Até em cidades como Juruaia, conhecida pela produção de lingeries, a cafeicultura é uma tradição que atravessa gerações. É o caso do produtor Mateus Florio Filho.

“Eu acompanhava meu pai desde pequeno. Quando eu fiz 16 anos, ele me pediu para eu cuidar da minha vida porque ele não tinha condições de me ajudar. Conhecei plantando uns pezinhos de café na terra dele”, relembrou o produtor de café.

O grão ajudou com as contas e virou o sustento da casa. Hoje o café é fonte de renda para ele e mais três filhos. Um deles ainda acrescentou na lavoura familiar o conhecimento científico.

“Fiz o [curso] de técnico agrícola e já vinha antes [do estudo] acompanhando parte de terreiro, ajudando na parte de processamento”, comentou Silas Florio, também produtor de café.

Mateus começou aos 16 anos. Mesma idade que o filho Silas descobriu o gosto pela cafeicultura.

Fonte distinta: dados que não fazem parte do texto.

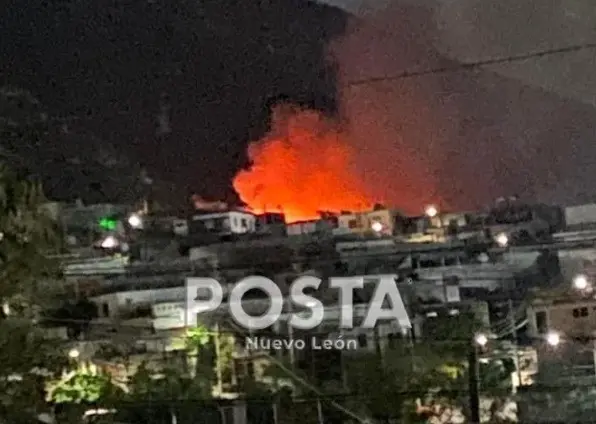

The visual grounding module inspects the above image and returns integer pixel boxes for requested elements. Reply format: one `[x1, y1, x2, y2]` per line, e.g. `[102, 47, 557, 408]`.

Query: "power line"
[345, 43, 596, 87]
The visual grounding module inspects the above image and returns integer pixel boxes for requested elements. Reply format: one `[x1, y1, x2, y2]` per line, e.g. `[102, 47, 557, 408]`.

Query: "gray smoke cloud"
[330, 0, 596, 209]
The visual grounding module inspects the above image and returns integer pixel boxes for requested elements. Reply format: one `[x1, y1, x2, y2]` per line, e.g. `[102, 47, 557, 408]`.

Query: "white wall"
[91, 287, 186, 317]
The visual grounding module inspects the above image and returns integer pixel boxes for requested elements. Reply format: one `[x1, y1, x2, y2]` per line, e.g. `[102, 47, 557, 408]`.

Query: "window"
[535, 311, 548, 334]
[573, 307, 588, 318]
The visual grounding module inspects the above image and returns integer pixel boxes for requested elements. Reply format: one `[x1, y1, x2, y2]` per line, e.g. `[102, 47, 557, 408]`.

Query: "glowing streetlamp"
[495, 233, 509, 247]
[546, 331, 561, 347]
[573, 274, 590, 291]
[128, 213, 143, 229]
[101, 236, 119, 249]
[474, 333, 488, 347]
[371, 221, 383, 233]
[424, 205, 439, 218]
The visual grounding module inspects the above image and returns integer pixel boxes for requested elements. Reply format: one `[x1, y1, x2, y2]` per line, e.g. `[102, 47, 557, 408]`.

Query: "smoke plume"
[234, 104, 373, 222]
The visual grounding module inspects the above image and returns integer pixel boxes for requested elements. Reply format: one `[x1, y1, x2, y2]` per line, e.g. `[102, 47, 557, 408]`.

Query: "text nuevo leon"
[245, 336, 358, 350]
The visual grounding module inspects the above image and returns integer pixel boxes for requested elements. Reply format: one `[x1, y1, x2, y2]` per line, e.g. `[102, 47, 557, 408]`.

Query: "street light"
[128, 213, 143, 229]
[371, 221, 383, 233]
[474, 333, 488, 347]
[495, 233, 509, 247]
[573, 274, 590, 290]
[424, 205, 439, 218]
[101, 236, 118, 249]
[546, 331, 561, 347]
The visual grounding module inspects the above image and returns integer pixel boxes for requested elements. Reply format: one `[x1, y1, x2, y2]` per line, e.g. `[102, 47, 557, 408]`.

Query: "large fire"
[234, 105, 373, 222]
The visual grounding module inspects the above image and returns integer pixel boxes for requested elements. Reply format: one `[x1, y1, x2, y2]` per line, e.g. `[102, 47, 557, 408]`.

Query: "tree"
[0, 164, 66, 422]
[332, 314, 514, 423]
[48, 369, 124, 408]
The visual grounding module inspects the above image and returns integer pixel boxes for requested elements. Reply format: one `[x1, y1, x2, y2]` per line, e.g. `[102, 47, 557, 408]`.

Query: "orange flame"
[234, 105, 373, 222]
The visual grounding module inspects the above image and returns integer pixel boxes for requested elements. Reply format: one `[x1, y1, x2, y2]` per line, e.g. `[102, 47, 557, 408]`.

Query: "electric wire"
[345, 43, 596, 87]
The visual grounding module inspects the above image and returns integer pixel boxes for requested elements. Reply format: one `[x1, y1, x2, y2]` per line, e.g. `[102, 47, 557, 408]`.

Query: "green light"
[99, 218, 118, 231]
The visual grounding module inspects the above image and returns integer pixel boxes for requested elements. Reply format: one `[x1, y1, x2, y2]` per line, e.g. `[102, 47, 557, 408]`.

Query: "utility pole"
[507, 299, 522, 390]
[468, 341, 480, 424]
[215, 323, 223, 396]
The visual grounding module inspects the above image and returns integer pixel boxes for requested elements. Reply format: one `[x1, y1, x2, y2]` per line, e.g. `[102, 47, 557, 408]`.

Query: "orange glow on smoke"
[234, 105, 373, 222]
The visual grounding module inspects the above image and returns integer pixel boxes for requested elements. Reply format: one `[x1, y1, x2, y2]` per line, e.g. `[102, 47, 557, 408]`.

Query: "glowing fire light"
[234, 105, 374, 222]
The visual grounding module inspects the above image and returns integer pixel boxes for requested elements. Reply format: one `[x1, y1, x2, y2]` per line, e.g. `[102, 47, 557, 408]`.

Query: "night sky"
[0, 0, 596, 211]
[0, 0, 345, 204]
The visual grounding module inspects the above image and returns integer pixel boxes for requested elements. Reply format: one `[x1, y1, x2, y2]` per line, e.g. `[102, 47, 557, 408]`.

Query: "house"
[189, 210, 257, 235]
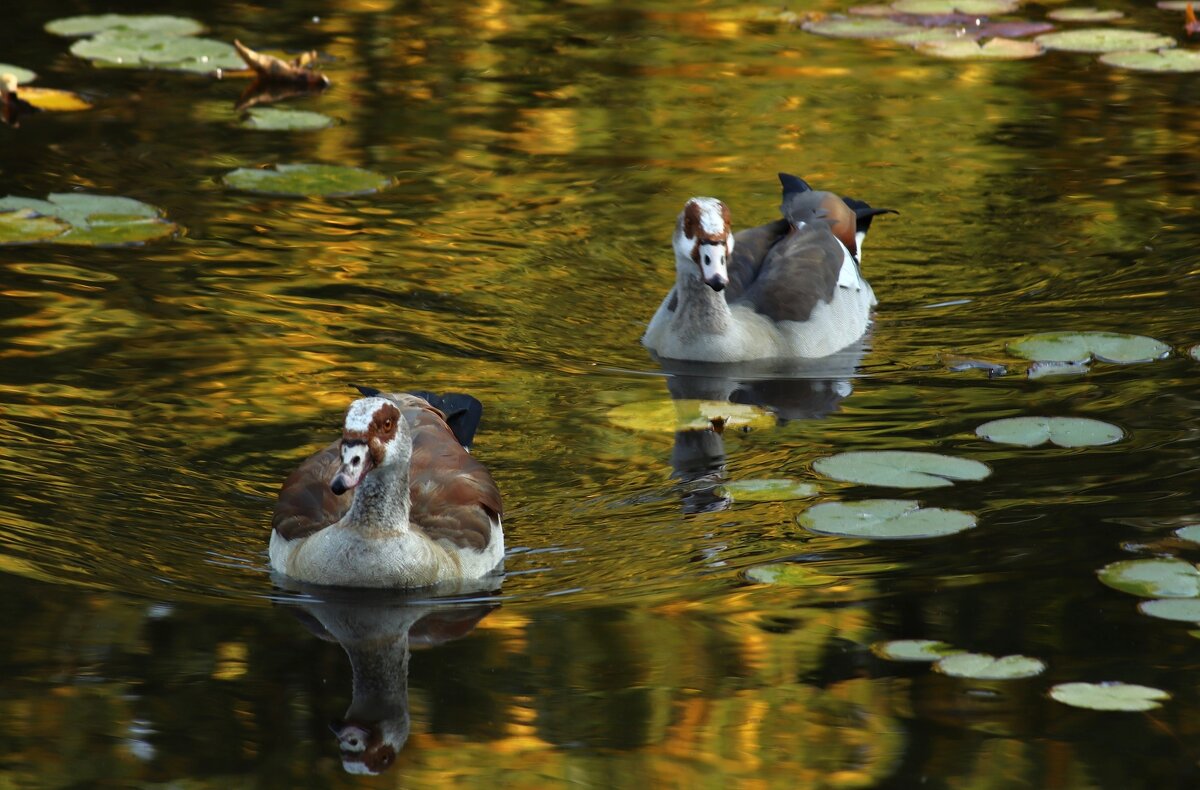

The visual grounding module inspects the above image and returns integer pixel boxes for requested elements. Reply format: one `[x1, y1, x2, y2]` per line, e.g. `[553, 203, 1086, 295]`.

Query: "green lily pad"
[1100, 49, 1200, 72]
[242, 107, 334, 132]
[71, 29, 246, 73]
[804, 17, 920, 38]
[871, 639, 964, 662]
[1046, 6, 1124, 22]
[0, 64, 37, 85]
[812, 450, 991, 489]
[1138, 598, 1200, 623]
[1034, 28, 1175, 53]
[934, 653, 1046, 681]
[0, 192, 179, 245]
[46, 13, 204, 37]
[976, 417, 1124, 447]
[1097, 558, 1200, 598]
[796, 499, 976, 539]
[1008, 331, 1171, 365]
[608, 397, 775, 433]
[1175, 523, 1200, 543]
[224, 164, 391, 197]
[716, 479, 817, 502]
[1050, 682, 1171, 712]
[917, 38, 1045, 60]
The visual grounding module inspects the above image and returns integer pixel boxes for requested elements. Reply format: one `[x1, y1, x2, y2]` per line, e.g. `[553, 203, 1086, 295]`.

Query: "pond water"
[0, 0, 1200, 789]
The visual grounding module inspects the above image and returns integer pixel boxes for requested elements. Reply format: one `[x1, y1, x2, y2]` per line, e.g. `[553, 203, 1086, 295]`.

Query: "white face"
[673, 197, 733, 291]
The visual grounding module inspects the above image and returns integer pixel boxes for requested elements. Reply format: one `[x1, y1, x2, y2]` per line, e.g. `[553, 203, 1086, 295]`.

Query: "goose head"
[673, 197, 733, 291]
[330, 397, 413, 496]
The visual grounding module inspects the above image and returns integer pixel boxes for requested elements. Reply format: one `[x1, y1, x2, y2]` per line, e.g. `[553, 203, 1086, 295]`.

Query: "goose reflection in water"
[276, 577, 499, 774]
[658, 341, 864, 513]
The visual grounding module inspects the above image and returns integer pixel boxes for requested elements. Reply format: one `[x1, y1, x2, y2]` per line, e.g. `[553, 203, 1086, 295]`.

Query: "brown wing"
[389, 394, 504, 549]
[271, 441, 354, 540]
[731, 222, 846, 321]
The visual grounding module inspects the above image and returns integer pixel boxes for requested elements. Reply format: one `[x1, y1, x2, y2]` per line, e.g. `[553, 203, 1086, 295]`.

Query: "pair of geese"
[270, 173, 890, 587]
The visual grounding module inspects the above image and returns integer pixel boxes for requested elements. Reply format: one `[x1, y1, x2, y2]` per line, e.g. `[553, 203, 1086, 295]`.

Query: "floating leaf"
[0, 64, 37, 85]
[917, 38, 1045, 60]
[242, 107, 334, 131]
[976, 417, 1124, 447]
[1050, 682, 1171, 712]
[224, 164, 391, 197]
[1100, 49, 1200, 72]
[1097, 558, 1200, 598]
[71, 29, 242, 73]
[871, 639, 964, 662]
[0, 192, 179, 245]
[1008, 328, 1171, 365]
[46, 13, 204, 37]
[1046, 6, 1124, 22]
[608, 397, 775, 433]
[796, 499, 976, 539]
[1138, 598, 1200, 623]
[804, 17, 920, 38]
[812, 450, 991, 489]
[1034, 28, 1175, 53]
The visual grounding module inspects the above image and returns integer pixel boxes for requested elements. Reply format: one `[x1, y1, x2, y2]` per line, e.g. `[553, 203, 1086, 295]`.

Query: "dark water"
[0, 0, 1200, 788]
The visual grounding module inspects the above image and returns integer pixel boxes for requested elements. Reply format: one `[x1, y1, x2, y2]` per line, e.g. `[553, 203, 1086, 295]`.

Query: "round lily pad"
[224, 164, 391, 197]
[1008, 328, 1171, 365]
[976, 417, 1124, 447]
[608, 399, 775, 433]
[1100, 49, 1200, 72]
[804, 17, 920, 38]
[1034, 28, 1175, 53]
[716, 479, 817, 502]
[1050, 682, 1171, 712]
[1046, 6, 1124, 22]
[242, 107, 334, 131]
[0, 64, 37, 85]
[812, 450, 991, 489]
[71, 29, 245, 73]
[796, 499, 976, 539]
[871, 639, 964, 662]
[46, 13, 204, 37]
[0, 192, 179, 245]
[917, 38, 1045, 60]
[1138, 598, 1200, 623]
[1097, 558, 1200, 598]
[934, 653, 1046, 681]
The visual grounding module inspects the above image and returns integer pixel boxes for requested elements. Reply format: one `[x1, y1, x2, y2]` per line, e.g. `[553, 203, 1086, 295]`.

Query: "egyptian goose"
[642, 173, 892, 363]
[270, 388, 504, 587]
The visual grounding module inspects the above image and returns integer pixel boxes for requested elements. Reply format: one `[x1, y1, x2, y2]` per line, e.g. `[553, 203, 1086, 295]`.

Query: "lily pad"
[71, 29, 245, 73]
[1097, 558, 1200, 598]
[917, 38, 1045, 60]
[224, 164, 391, 197]
[871, 639, 964, 662]
[934, 653, 1046, 681]
[46, 13, 204, 37]
[796, 499, 976, 539]
[1050, 682, 1171, 712]
[1138, 598, 1200, 623]
[608, 399, 775, 433]
[716, 479, 817, 502]
[1100, 49, 1200, 72]
[804, 17, 920, 38]
[0, 64, 37, 85]
[1008, 328, 1171, 365]
[976, 417, 1124, 447]
[812, 450, 991, 489]
[242, 107, 334, 132]
[0, 192, 179, 245]
[1046, 6, 1124, 22]
[1034, 28, 1175, 53]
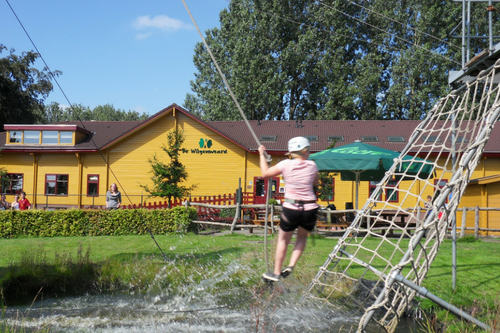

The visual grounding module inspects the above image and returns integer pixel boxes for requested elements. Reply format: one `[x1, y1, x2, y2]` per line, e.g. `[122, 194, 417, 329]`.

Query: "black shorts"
[280, 207, 318, 231]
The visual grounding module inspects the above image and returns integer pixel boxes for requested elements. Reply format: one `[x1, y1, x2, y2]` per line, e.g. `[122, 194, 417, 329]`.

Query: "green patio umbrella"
[309, 141, 433, 209]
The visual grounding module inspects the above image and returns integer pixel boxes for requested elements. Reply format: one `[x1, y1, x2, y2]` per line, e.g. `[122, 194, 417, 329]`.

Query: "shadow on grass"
[108, 247, 244, 262]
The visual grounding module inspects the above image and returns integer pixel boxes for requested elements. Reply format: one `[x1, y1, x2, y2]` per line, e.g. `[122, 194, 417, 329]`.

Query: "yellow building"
[0, 104, 500, 233]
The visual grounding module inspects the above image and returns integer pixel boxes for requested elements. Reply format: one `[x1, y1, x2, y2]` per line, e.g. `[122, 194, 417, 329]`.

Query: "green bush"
[0, 207, 196, 238]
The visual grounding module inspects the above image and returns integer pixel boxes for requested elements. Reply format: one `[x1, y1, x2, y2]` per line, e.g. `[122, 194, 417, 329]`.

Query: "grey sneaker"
[281, 266, 293, 278]
[262, 273, 281, 282]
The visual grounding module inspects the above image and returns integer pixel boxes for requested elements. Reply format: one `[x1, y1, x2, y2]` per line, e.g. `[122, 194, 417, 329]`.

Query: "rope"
[5, 0, 132, 204]
[182, 0, 272, 271]
[309, 61, 500, 332]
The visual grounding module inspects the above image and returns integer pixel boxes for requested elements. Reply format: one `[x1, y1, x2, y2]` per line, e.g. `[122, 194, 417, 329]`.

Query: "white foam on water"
[1, 262, 418, 333]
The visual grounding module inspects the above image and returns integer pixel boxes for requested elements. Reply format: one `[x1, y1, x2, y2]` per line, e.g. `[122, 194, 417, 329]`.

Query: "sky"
[0, 0, 229, 115]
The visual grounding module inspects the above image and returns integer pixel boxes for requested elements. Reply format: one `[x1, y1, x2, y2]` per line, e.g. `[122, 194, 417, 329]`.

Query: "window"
[328, 135, 344, 142]
[361, 135, 378, 142]
[1, 173, 24, 194]
[422, 135, 442, 143]
[42, 131, 59, 145]
[45, 175, 69, 195]
[59, 132, 73, 144]
[369, 180, 382, 201]
[328, 177, 335, 201]
[387, 136, 405, 142]
[9, 131, 23, 143]
[24, 131, 40, 145]
[304, 135, 319, 142]
[432, 179, 448, 203]
[87, 175, 99, 197]
[260, 135, 278, 141]
[369, 180, 399, 202]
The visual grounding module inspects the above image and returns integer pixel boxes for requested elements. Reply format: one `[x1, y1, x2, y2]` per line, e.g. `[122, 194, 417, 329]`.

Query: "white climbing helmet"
[288, 136, 311, 153]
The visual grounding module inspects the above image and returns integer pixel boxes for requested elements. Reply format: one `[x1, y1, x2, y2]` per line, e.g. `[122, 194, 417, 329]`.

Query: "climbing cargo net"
[309, 61, 500, 332]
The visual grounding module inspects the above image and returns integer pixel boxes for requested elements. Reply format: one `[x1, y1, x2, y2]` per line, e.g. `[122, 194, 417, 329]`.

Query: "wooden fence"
[83, 192, 253, 209]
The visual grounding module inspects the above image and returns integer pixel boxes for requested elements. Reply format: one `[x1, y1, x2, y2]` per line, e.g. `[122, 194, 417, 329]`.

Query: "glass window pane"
[42, 131, 59, 144]
[87, 183, 98, 195]
[9, 131, 23, 143]
[59, 132, 73, 144]
[12, 174, 23, 193]
[57, 175, 68, 181]
[255, 179, 264, 197]
[24, 131, 40, 144]
[56, 181, 68, 195]
[45, 182, 56, 194]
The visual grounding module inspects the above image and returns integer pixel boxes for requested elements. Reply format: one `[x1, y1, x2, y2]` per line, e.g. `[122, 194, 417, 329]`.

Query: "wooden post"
[460, 207, 467, 238]
[474, 206, 479, 239]
[415, 206, 423, 229]
[366, 209, 372, 230]
[271, 205, 274, 234]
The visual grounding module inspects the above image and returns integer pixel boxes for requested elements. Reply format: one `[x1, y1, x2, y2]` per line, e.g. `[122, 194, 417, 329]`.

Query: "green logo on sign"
[200, 138, 212, 148]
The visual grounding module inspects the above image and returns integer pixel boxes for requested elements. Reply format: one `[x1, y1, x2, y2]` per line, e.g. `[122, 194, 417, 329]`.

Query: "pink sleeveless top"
[276, 159, 318, 210]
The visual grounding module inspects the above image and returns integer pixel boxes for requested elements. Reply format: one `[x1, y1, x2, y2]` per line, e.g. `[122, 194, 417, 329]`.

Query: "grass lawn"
[0, 234, 500, 331]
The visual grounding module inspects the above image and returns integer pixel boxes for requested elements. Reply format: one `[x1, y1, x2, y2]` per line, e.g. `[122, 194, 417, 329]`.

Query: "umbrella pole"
[355, 171, 361, 210]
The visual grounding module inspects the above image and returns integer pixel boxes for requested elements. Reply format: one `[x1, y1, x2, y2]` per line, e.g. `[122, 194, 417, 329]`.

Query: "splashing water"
[4, 263, 420, 333]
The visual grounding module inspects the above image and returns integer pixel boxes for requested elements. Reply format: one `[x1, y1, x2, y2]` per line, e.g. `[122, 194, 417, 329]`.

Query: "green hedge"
[0, 207, 196, 238]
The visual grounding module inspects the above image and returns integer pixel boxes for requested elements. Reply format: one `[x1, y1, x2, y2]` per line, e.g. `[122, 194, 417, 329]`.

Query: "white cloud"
[132, 15, 193, 32]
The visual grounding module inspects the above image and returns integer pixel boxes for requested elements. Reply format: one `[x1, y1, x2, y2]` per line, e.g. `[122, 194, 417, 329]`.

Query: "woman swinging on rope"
[259, 137, 319, 281]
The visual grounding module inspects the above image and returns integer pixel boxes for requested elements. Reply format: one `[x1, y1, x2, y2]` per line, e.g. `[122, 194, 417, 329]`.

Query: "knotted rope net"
[309, 61, 500, 332]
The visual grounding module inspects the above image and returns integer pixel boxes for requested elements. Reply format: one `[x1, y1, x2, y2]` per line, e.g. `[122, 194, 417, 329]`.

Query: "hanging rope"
[182, 0, 272, 271]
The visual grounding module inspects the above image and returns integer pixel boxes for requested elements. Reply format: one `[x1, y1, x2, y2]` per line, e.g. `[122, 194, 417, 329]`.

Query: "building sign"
[181, 138, 227, 155]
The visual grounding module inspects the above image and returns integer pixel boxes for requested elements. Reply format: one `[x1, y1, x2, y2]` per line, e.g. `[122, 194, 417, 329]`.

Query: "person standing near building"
[10, 194, 19, 210]
[259, 137, 319, 281]
[0, 194, 10, 210]
[106, 183, 122, 210]
[19, 191, 31, 210]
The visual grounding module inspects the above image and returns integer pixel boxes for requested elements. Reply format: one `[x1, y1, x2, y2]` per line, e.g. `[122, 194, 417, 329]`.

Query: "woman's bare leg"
[288, 227, 309, 267]
[273, 229, 293, 275]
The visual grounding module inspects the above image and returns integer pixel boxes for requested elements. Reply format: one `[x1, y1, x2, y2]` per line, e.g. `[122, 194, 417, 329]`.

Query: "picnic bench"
[361, 210, 417, 235]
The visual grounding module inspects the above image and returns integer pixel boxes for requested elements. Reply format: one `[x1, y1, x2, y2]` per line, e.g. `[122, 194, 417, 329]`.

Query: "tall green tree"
[140, 129, 197, 207]
[184, 0, 500, 120]
[41, 102, 148, 124]
[0, 44, 61, 131]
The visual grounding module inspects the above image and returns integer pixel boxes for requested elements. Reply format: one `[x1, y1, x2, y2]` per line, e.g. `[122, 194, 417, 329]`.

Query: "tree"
[140, 129, 197, 207]
[0, 44, 61, 131]
[40, 102, 148, 124]
[184, 0, 500, 120]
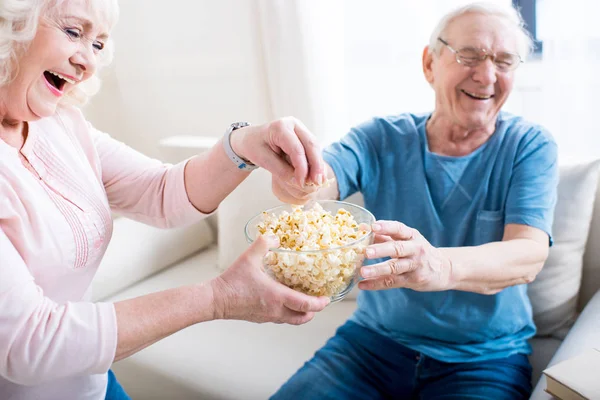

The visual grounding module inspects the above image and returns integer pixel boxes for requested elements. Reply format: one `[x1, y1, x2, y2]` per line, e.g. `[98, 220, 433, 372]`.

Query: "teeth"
[463, 90, 492, 100]
[48, 71, 76, 85]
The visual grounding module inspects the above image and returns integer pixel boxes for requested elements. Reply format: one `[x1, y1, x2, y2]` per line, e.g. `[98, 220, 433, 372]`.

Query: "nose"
[473, 57, 497, 85]
[71, 44, 98, 75]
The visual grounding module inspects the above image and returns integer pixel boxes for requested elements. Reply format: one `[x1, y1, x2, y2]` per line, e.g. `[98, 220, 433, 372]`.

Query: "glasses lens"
[495, 53, 521, 71]
[456, 47, 484, 66]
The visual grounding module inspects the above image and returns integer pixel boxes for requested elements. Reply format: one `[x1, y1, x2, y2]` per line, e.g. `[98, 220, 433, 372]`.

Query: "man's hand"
[358, 221, 452, 291]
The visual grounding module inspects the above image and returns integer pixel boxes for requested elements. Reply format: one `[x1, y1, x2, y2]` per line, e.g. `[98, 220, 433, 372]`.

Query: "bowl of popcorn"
[245, 200, 375, 302]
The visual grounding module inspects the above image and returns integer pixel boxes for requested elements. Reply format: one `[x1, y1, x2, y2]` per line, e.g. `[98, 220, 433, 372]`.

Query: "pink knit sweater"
[0, 108, 205, 400]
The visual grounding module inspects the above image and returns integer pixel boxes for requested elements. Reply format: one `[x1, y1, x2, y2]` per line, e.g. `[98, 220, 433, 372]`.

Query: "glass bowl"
[244, 200, 375, 302]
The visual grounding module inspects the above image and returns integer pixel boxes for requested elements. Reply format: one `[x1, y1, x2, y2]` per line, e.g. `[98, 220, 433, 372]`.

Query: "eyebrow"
[65, 15, 108, 40]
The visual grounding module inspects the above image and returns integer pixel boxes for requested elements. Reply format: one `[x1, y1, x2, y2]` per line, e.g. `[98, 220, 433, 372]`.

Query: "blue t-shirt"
[324, 113, 558, 362]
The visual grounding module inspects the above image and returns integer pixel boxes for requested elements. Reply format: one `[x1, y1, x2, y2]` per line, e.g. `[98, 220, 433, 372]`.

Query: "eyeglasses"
[438, 38, 523, 72]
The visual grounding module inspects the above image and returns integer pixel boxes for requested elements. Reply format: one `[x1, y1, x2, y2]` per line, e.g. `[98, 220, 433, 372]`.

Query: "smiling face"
[423, 13, 517, 130]
[2, 0, 108, 121]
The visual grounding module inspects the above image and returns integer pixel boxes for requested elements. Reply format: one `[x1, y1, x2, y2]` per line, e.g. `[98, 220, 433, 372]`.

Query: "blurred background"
[84, 0, 600, 268]
[84, 0, 600, 161]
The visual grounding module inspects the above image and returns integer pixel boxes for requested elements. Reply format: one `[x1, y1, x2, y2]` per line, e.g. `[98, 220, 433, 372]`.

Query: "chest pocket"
[475, 210, 504, 245]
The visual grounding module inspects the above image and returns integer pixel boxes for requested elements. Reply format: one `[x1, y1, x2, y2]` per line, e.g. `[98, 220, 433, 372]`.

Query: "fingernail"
[265, 234, 279, 245]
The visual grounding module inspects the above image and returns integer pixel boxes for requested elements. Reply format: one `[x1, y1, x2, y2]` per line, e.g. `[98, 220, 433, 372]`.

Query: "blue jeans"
[104, 369, 131, 400]
[271, 322, 532, 400]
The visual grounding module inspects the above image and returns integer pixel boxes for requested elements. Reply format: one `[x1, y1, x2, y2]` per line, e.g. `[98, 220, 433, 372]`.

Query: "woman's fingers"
[268, 119, 309, 186]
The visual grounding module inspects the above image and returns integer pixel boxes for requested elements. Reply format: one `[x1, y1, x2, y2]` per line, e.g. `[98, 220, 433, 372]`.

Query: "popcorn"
[257, 203, 369, 297]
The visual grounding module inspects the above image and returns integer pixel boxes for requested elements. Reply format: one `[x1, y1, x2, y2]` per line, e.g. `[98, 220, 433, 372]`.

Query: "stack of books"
[544, 349, 600, 400]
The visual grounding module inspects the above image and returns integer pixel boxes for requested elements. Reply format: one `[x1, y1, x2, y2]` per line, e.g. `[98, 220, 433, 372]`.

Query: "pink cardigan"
[0, 108, 205, 400]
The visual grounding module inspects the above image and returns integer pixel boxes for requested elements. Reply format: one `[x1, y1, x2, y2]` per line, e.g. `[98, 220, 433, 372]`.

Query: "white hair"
[429, 2, 533, 60]
[0, 0, 119, 105]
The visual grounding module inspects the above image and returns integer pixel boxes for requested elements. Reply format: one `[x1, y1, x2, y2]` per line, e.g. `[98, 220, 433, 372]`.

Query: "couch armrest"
[531, 291, 600, 400]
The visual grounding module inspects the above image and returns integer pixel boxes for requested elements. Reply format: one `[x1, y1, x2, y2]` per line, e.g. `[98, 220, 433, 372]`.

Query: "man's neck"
[426, 113, 495, 157]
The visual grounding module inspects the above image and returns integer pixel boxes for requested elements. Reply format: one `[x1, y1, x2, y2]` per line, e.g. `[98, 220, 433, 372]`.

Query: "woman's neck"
[0, 90, 27, 149]
[0, 119, 27, 150]
[425, 112, 496, 157]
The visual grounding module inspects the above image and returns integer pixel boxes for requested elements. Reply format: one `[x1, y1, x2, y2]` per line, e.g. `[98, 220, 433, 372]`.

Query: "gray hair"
[429, 2, 533, 60]
[0, 0, 119, 105]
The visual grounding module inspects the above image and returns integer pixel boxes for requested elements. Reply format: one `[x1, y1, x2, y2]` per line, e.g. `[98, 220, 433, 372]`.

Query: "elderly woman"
[273, 3, 558, 400]
[0, 0, 329, 400]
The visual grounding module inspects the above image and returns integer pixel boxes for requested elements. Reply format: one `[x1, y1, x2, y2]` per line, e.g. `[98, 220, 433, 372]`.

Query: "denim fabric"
[104, 370, 131, 400]
[271, 321, 532, 400]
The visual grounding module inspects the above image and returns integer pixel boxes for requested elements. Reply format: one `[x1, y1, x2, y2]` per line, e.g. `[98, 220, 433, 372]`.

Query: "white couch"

E o filho do Silas, de cinco anos de idade, já mostra interesse em seguir nessa tradição de família

“[Gosto de] colocar café na carreta. [Gosto da produção porque] café é muito importante, [aprendi isso] com o papai”, disse o pequeno produtor Renato Souza Florio.

A família se mantem unida em torno dos cuidados de 30 hectares de café.

“É um prazer que a gente tem de ser familiar, os filhos estão nesse caminho que eu vim. Meu pai e meu avô eram agricultor. Meu filho vem vindo, meu neto”, disse Mateus Florio.

De acordo com a Secretaria de Agricultura de Juruaia, a cidade das lingeries também respira café. E a cultura está nas mãos dos cerca de 850 produtores. Metade da produção, estimada em 160 mil sacas este ano, vem de micro e pequenos agricultores.

“Geração de emprego e afixação dessas famílias no campo. São culturas sustentáveis e essas culturas vêm passando de geração para geração”, comentou o secretário Márcio Henrique Silva.

Esses cafeicultores da agricultura familiar acabam mudando até a paisagem na zona rural de Juruaia. São várias pequenas lavouras que representam essas famílias.

“Essas propriedades variam de um, três, cinco, até 30 hectares. Na sua maioria pequenas e micro propriedades rurais. Nessa declividade uma agricultura empresarial não teria como se adaptar por causa do relevo”, salientou Márcio.

Para a Empresa de Assistência Técnica e Extensão Rural (Emater), as produções familiares não perdem para as propriedades empresariais.

“Apesar de pequenas unidades de produção, propriedades menores, elas conseguem ter competição em termos de eficiência econômica e produtiva às grandes propriedades. Você tem propriedades familiares com bons índices de produtividade e excelentes resultados econômicos, eficiência no uso de insumos e também boa adequação tecnológica, ela não deixa nada a desejar às propriedades empresariais”, garantiu o extensionista da Emater, Clóvis de Piza.

O produtor Silas Filho aponta que no que depender da família dele a tradição será mantida.

“O futuro na região eu acho que vai ser o café, são pequenas propriedades, montanhosas, então acho que não tem como sair do ramo. O café, para a agricultura familiar, está sendo um bom investimento”, disse.